Commenting on the statistics, R3 Midlands chairman Chris Radford said: “Insolvency has definitely risen up the agenda over the first quarter of this year, with a roll-call of high-profile names – Carillion, Maplin, Toys R Us – entering a statutory insolvency procedure. There have also been widely-reported restructuring efforts among a number of other chains, especially in the casual dining space.
“Crucially, any time a company encounters difficulties there is a ‘domino’ effect on its suppliers and customers, who may face their own financial problems as a result of lost income or key supplies.
“Although there was plenty of support on hand for Carillion’s sub-contractors, suppliers and customers from the financial services industry, for example, our R3 members still reported an uptick in requests for advice.”
Mr Radford, who is also a partner at the Birmingham office of law firm Gateley plc, believes there are a number of reasons for the increase in corporate insolvencies.
He explained: “A raft of profit warnings and lower than expected corporate results in the first three months of the year point to a difficult trading period over the festive season, while Black Friday at the end of November pulled consumer spending forward, eating into the success of the New Year sales.
“The ‘Beast from the East’ and repeated episodes of bad weather are also contributory factors.

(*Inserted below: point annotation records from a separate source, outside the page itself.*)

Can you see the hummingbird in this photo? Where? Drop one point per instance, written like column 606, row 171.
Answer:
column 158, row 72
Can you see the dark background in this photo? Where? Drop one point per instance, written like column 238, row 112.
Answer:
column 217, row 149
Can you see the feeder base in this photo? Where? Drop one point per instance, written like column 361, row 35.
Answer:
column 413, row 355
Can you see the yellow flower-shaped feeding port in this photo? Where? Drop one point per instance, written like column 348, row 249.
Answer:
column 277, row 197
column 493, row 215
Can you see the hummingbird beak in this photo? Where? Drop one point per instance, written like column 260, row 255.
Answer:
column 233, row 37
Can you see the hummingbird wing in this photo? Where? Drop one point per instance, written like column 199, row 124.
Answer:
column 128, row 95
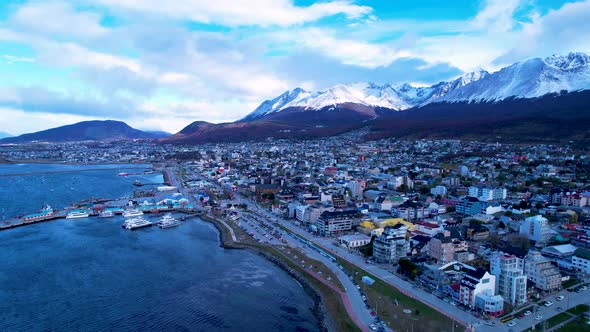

Indeed, government statistics indicate that there has been barely any economic growth in the first quarter of this year.
“The insolvency figures for January to March may also have been affected by the end of the financial year falling in early April. Our R3 members report that the first quarter of the year is a relatively common time for directors to take stock of their position, and decide whether or not to continue to trade.”
R3 Midlands reports, however, that there is some positive news for the region on the back of the research.
Mr Radford continued: “Consumer confidence beat market expectations in March, although it’s still firmly in negative territory. Looking forward, the rate of pay growth is now slightly higher than inflation, meaning people have a bit more in their pocket to spend, which will be a relief to businesses dependent on the consumer pound.
“There are also opportunities for businesses facing changes in their sector if they recognise these trends are systemic, not cyclical. In retail, for example, the rise of online shopping and the subsequent need for a seamless and slick e-shop is, for many firms, as inescapable as it is potentially profitable.
“Currently, however, there are few directors who won’t need to take a strategic look at future market changes. There is no doubt that things are tough out there, but planning ahead and speaking to a regulated and reputable adviser could make all the difference.”